These resources are deployed via the Helm chart (`capi-workload-*.yaml` templates) or the static manifests in `config/rbac/capi-workload.yaml`.

## MachinePool Integration

The operator creates a CAPI `MachinePool` for each `NstanceMachinePool`, setting:

- `spec.clusterName` — references the CAPI Cluster
- `spec.template.spec.infrastructureRef` — references the NstanceMachinePool
- `spec.template.spec.bootstrap.dataSecretName` — set to empty string (Nstance handles bootstrap independently)

Replica counts flow from the MachinePool through the NstanceMachinePool controller, which distributes them across `NstanceShardGroup` resources — one per zone shard.
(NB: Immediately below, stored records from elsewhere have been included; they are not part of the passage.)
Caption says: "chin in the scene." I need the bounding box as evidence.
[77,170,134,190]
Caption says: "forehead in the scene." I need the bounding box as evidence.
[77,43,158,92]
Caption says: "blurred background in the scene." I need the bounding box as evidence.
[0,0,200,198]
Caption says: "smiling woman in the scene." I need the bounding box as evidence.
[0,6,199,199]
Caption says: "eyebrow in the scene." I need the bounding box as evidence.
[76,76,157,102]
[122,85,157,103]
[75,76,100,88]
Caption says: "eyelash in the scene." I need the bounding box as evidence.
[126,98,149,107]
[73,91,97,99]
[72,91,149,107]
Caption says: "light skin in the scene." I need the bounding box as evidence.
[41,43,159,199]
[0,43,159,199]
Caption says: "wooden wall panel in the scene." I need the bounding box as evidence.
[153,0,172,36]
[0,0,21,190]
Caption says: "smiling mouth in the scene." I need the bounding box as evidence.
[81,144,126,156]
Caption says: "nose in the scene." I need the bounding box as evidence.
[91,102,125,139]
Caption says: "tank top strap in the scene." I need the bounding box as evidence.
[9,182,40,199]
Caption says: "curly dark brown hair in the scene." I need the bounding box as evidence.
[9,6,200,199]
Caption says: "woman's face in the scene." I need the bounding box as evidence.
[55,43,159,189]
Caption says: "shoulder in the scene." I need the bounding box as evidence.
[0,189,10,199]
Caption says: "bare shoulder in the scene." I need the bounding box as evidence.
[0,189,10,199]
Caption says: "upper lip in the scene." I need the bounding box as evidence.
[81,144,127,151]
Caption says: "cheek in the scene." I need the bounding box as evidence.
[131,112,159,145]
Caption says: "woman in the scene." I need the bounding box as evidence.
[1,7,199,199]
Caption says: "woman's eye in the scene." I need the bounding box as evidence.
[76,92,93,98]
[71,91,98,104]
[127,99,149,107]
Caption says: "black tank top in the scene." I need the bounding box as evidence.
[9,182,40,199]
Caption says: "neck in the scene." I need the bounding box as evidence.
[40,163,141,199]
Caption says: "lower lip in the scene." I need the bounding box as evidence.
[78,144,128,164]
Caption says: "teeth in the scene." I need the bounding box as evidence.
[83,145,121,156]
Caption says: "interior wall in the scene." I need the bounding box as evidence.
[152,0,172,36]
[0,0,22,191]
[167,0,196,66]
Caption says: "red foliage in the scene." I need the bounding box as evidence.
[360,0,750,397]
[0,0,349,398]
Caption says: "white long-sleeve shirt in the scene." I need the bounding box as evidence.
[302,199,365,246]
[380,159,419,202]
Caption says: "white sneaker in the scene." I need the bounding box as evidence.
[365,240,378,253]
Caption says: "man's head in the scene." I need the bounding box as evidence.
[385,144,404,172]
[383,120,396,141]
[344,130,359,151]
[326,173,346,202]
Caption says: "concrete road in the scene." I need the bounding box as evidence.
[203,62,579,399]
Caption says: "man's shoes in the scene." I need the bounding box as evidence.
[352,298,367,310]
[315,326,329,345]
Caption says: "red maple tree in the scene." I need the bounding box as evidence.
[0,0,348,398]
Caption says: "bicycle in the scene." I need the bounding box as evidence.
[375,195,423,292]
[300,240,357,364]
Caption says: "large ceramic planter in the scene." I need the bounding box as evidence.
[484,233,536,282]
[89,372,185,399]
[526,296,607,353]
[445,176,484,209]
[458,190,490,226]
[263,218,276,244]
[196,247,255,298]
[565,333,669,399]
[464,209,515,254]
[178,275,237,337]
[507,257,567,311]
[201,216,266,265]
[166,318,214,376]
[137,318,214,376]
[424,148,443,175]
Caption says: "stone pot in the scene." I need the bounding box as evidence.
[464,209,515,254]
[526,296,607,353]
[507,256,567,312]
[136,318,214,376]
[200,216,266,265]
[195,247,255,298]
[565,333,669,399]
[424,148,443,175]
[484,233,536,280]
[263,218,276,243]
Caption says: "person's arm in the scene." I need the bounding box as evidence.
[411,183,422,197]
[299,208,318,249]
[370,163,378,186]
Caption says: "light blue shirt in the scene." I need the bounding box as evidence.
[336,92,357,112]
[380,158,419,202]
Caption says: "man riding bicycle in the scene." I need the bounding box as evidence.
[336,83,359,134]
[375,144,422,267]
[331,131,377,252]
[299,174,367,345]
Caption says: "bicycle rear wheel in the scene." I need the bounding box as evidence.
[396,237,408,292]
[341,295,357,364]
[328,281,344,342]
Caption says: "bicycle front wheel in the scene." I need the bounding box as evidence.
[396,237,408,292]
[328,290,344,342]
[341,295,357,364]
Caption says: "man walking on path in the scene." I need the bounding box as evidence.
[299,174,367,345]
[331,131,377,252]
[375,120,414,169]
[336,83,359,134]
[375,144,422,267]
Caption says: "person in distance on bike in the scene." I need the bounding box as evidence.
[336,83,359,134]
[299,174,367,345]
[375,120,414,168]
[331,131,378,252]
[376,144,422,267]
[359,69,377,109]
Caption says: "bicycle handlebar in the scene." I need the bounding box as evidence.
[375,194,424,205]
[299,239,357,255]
Each NstanceShardGroup controller calls `UpsertGroup` on its shard to reconcile server-side state.

### MachinePool Phase

CAPI's MachinePool controller computes the `phase` field using `deprecated.v1beta1.readyReplicas`, which it derives by matching `spec.providerIDList` entries against cluster Nodes with a matching `node.spec.providerID`. The phase reaches `Running` only when all provider IDs resolve to Ready Nodes.

If CAPI cannot match provider IDs to Nodes, the MachinePool phase will remain `ScalingUp`. For example this happens in development because the tmux provider does actually registered Kubernetes Nodes - in this case it is cosmetic, the NstanceMachinePool and NstanceShardGroup controllers function correctly regardless of the MachinePool phase.

## Key Source Files

| File | Role |
|------|------|
| `internal/operator/leader/manager.go` | `ensureCAPICluster`, `ensureKubeconfigSecret`, `parseAPIServerEndpoint` |
| `internal/operator/controller/nstancecluster_controller.go` | NstanceCluster reconciler |
| `internal/operator/controller/nstancemachinepool_controller.go` | NstanceMachinePool reconciler, MachinePool creation |
| `api/v1beta1/nstancecluster_types.go` | NstanceCluster CRD types |
| `api/v1beta1/nstancemachinepool_types.go` | NstanceMachinePool CRD types |
| `config/rbac/capi-workload.yaml` | Dev RBAC manifests for nstance-capi-workload |
| `deploy/helm/templates/capi-workload-serviceaccount.yaml` | Helm chart SA template |
| `deploy/helm/templates/capi-workload-clusterrole.yaml` | Helm chart ClusterRole template |
| `deploy/helm/templates/capi-workload-clusterrolebinding.yaml` | Helm chart ClusterRoleBinding template |